Je tiens à souligner que fixer des objectifs peut déboucher sur des résultats probants. Chez AXA, les femmes représentaient 9% des 150 group senior executives en 2009. En 2015, la proportion est montée à 25%. Cette progression a été atteinte par des mesures concrètes, comme l’objectif de promouvoir autant de femmes que d’hommes.

 

Le rôle du conseil est de challenger le management et de lui apporter ses idées.

 

Selon vous, quel degré d’implication le board doit-il avoir sur la question de l’orientation stratégique ?

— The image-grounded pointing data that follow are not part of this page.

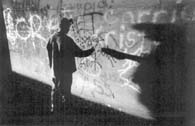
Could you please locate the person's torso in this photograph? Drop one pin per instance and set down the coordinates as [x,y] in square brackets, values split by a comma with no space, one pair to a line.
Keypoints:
[63,58]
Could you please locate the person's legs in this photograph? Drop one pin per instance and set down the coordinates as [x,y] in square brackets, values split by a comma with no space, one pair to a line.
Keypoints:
[65,86]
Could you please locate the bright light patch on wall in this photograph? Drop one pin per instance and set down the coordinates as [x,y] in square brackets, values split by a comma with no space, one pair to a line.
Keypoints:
[99,78]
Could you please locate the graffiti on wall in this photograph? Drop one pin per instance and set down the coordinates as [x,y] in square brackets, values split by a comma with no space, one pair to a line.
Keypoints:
[96,24]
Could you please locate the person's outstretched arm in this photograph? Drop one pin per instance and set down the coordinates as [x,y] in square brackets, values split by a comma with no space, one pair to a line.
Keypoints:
[121,56]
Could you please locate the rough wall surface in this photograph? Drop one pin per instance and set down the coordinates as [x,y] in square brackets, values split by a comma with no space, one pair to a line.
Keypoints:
[100,23]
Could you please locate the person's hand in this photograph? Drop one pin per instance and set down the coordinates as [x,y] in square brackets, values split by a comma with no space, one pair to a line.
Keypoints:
[113,53]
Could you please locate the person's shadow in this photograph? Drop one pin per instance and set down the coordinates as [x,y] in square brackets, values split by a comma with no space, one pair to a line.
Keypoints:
[160,74]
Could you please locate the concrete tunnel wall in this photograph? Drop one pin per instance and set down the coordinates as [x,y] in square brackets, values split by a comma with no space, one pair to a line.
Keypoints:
[99,78]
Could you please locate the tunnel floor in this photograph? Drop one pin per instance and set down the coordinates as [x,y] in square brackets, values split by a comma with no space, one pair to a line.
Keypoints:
[27,102]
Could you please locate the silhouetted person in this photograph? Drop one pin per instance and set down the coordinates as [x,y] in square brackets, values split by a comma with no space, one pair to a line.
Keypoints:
[160,73]
[62,52]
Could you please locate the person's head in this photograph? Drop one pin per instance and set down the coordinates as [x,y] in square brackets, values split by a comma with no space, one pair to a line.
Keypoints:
[65,25]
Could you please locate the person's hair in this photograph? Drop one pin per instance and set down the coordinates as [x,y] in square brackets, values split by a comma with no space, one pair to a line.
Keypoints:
[65,22]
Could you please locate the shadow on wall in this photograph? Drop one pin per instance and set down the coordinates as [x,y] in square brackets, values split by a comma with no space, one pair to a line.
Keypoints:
[161,75]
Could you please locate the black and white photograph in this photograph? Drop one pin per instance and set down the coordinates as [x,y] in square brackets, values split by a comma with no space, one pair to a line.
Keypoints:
[97,62]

Il doit être élevé. Le rôle du conseil est de challenger le management et de lui apporter ses idées. AXA organise chaque année deux journées de séminaire stratégique. Ces deux jours sont entièrement consacrés à faire un point complet sur les sujets que nous souhaitons approfondir. L’implication du board est forte, même si c’est au management que revient in fine la proposition et l’exécution de la stratégie.

Quels moyens les administrateurs peuvent-ils se donner pour acquérir une expertise technique suffisante pour assurer leur rôle ?

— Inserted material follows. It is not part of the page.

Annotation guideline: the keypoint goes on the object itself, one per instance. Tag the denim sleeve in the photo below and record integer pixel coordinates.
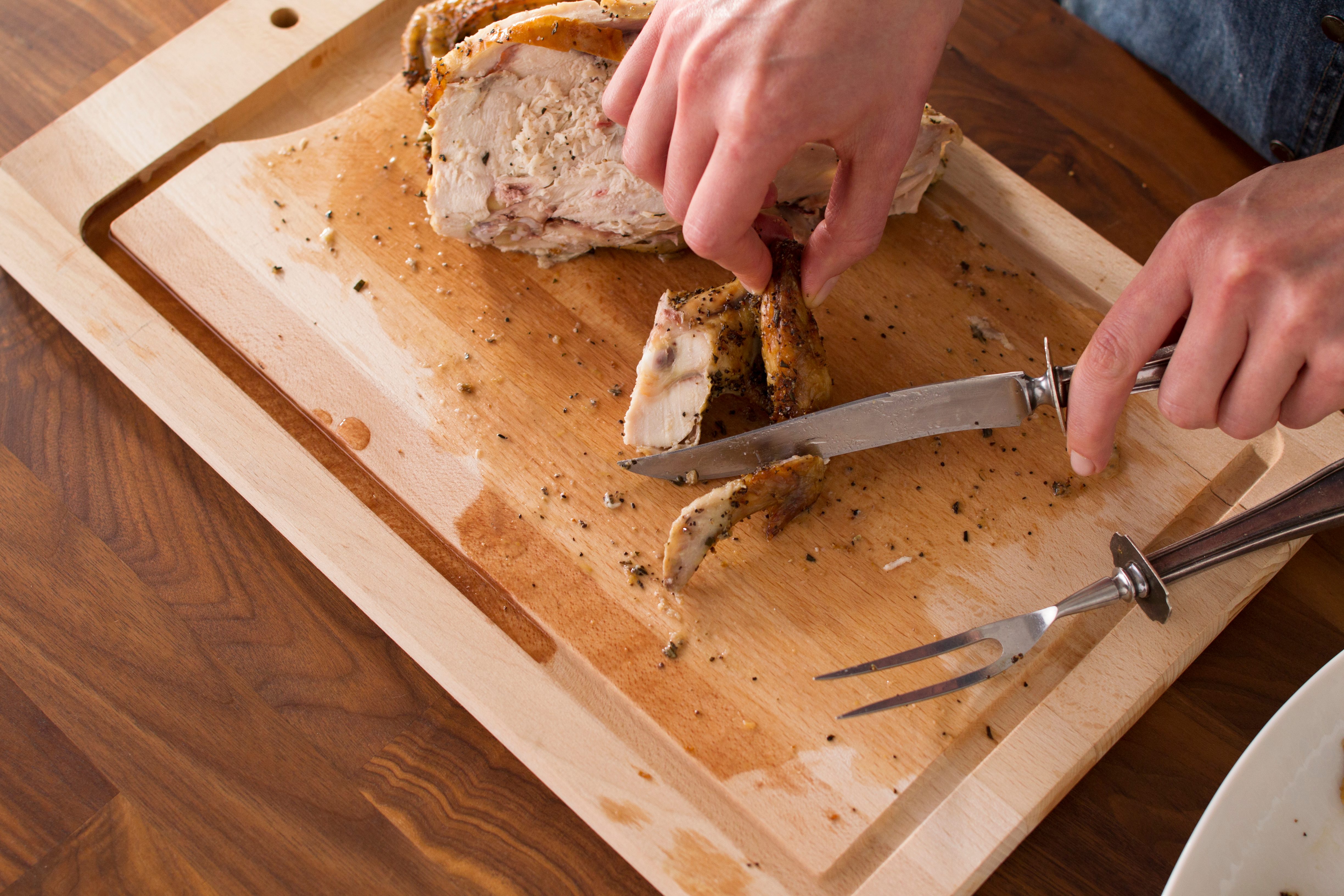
(1272, 70)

Chez AXA, cela passe par plusieurs axes.

D’abord, un programme d’induction pour nos administrateurs au moment de leur prise de fonction, afin qu’ils disposent de toutes les bases sur les métiers, l’organisation, la stratégie, le positionnement géographique, le positionnement produit, les clients, ou encore les aspects financiers et réglementaires.

Ensuite, AXA dispense une formation continue complétée notamment de deux demi- journées annuelles  pour les membres du board.

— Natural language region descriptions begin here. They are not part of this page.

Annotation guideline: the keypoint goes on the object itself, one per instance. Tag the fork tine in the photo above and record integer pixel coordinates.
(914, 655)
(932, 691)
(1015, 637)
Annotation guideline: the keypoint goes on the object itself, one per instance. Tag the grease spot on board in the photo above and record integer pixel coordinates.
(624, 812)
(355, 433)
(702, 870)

Il faut voir le conseil comme un collectif. Il ne serait pas raisonnable d’exiger de chacun le même degré de connaissance dans tous les domaines. C’est d’autant plus vrai dans une société comme la nôtre, avec une activité fortement réglementée. Nous sommes assujettis à des exigences réglementaires d’une très grande complexité technique et financière.

La directive Solvabilité 2 a ajouté de nombreuses obligations aux membres du conseil d’administration, mais nous ne pouvons avoir qu’un nombre limité de spécialistes de ces sujets au sein du conseil.

La moitié des 16 membres du conseil d’AXA attestent d’une expertise approfondie sur les questions financières. D’autres membres sont présents au sein du board en raison de leurs compétences poussées dans les domaines du marketing, de l’informatique, du big data ou encore leur connaissance d’une région particulière du monde. Notre ambition est de disposer d’un mix de compétences équilibré. Le collectif du board permet d’atteindre cet équilibre, chaque membre ayant un prisme différent.

Chez AXA, quelle est la fréquence des échanges entre la direction et le conseil d’administration ?

Nous organisons en moyenne huit conseils par an, au cours desquels la stratégie est toujours un sujet central.

Nous invitons par ailleurs les membres du conseil à rencontrer régulièrement les membres de la direction, que ce soit le directeur général, mais aussi d’autres membres du comité de direction sur des sujets spécifiques.

Avec 7 administratrices pour 9 administrateurs, et des membres de nationalité étrangères (Américains, Suisses, Allemands…), le conseil d’administration d’AXA affiche une grande diversité.

Cette diversité est fortement liée à l’activité d’AXA. Nous sommes présents dans 64 pays. Notre activité en France ne représente que 23% du total, et nous employons 170 000 collaborateurs dans le monde. Un board tourné vers l’international est indispensable pour comprendre l’ensemble de nos marchés. En ce qui concerne la mixité, nous sommes aujourd’hui à 45% de femmes, au-delà des 40% fixés par la loi Copé-Zimmermann.

Outre le comité d’audit et le comité de rémunération et de gouvernance, AXA a-t-elle mis en place des comités spécialisés dans certains domaines spécifiques ?

Nous avons également mis en place un comité financier, proche de ce qu’on appelle dans d’autres entreprises un comité des risques.